Meat theft on the rise in U.K.

Sheep stand in a field as the sun sets in the Cotswolds on October 28, 2011 in Whittington, England.

Jeremy Hobson: Have you ever thought about pocketing a fillet steak when you were in the supermarket? In the U.K., meat theft is on the rise and it's not just hungry individuals -- we're talking fully fledged organized crime gangs. And it doesn't stop at supermarket meat either.

In today's Mid-day Extra, here's the BBC's Sarah Stolarz with more.


Sarah Stolarz: The price of steak and lamb has shot up in the U.K. recently. And as a result, theft of fresh meat jumped close to 10 percent last year, according to the Centre for Retail Research in the U.K.

And it isn’t just hungry shoppers lifting a lamb shank here and there.
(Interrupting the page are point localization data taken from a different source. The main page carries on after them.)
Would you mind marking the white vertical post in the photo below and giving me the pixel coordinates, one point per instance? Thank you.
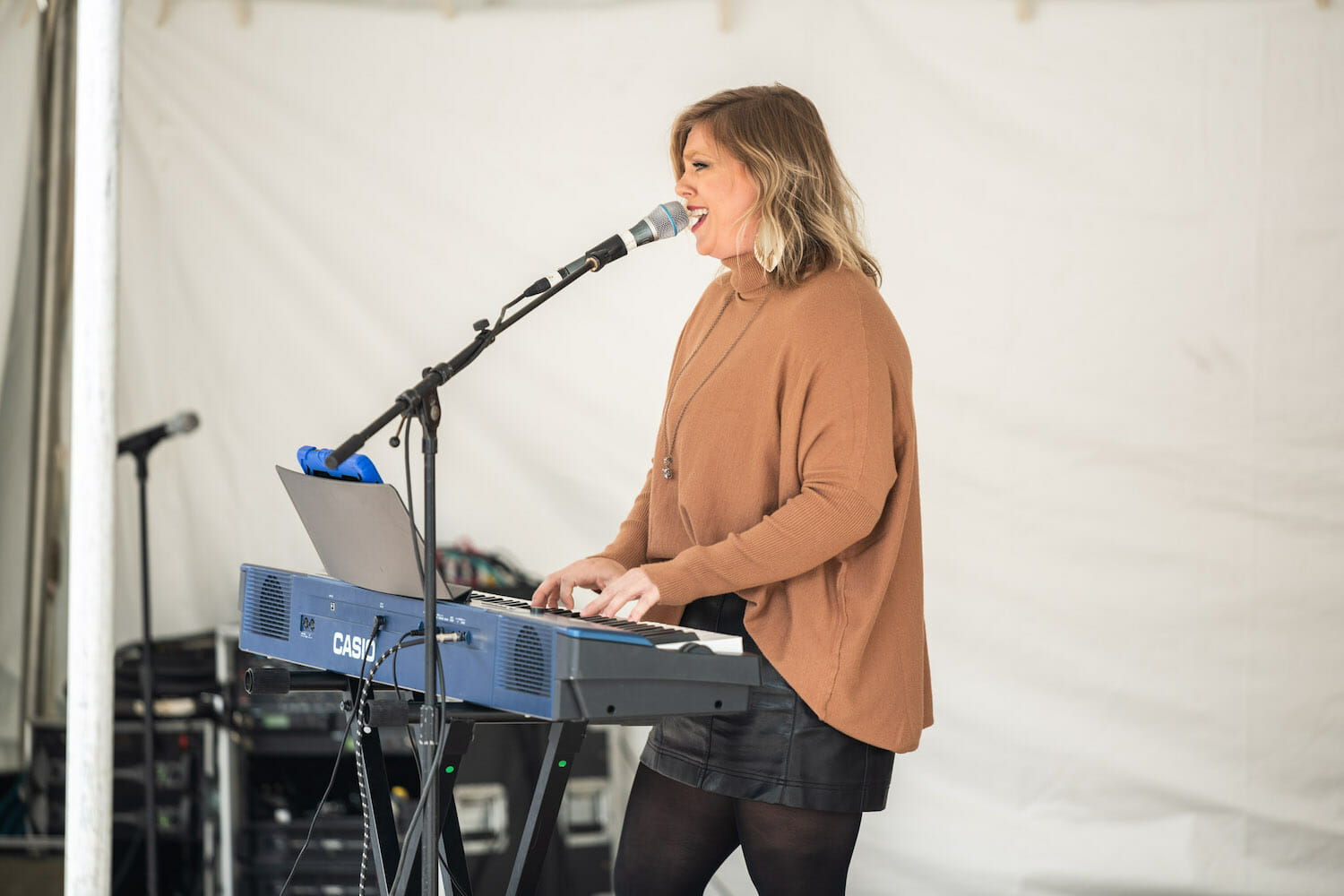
(93, 449)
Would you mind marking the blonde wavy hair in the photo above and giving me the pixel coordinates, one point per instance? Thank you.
(808, 209)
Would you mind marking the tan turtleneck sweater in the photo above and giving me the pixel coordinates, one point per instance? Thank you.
(796, 485)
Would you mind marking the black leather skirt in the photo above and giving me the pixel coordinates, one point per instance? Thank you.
(777, 751)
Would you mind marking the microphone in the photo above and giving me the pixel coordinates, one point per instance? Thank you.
(667, 220)
(144, 440)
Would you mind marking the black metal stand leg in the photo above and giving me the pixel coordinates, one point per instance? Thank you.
(147, 685)
(562, 745)
(457, 739)
(386, 849)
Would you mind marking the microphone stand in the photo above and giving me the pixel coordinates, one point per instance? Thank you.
(147, 683)
(422, 401)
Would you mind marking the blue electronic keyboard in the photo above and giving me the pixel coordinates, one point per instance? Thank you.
(507, 654)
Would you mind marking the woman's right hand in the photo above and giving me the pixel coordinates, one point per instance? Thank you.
(591, 573)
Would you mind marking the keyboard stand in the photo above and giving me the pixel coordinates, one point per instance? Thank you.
(564, 742)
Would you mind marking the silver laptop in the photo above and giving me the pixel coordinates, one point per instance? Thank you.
(363, 533)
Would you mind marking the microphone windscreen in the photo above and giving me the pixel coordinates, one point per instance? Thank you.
(668, 220)
(185, 422)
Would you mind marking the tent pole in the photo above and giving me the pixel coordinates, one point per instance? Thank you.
(93, 449)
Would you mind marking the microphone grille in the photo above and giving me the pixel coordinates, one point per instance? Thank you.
(668, 220)
(185, 422)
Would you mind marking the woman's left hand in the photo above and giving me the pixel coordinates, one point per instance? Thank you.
(632, 586)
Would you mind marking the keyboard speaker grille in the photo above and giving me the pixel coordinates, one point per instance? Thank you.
(266, 605)
(527, 659)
Signs are pointing to organized crime -- large quantities of the same product are being stolen at the same time.

In an effort to tackle the growing problem, U.K. supermarkets have started slapping security tags on chicken legs and even minced meat. Think those anti-theft devices usually reserved for alcohol bottles or high-priced clothing.

Plus, some criminals are going even farther, cutting out the middle man and heading straight to the farm to make the theft.

Tim Price is from rural insurer NFU Mutual.

Tim Price: They are being very quickly slaughtered and butchered and then sold on as meat to smaller retailers or somehow larger retailers.

It is estimated that 67,000 sheep could have been stolen last year, costing farmers more than $8 million.

As food prices continue to soar, some farmers are putting up spy cams in their fields to catch thieves. Does this mean scarecrows could be out of a job?

From London, I am the BBC's Sarah Stolarz for Marketplace.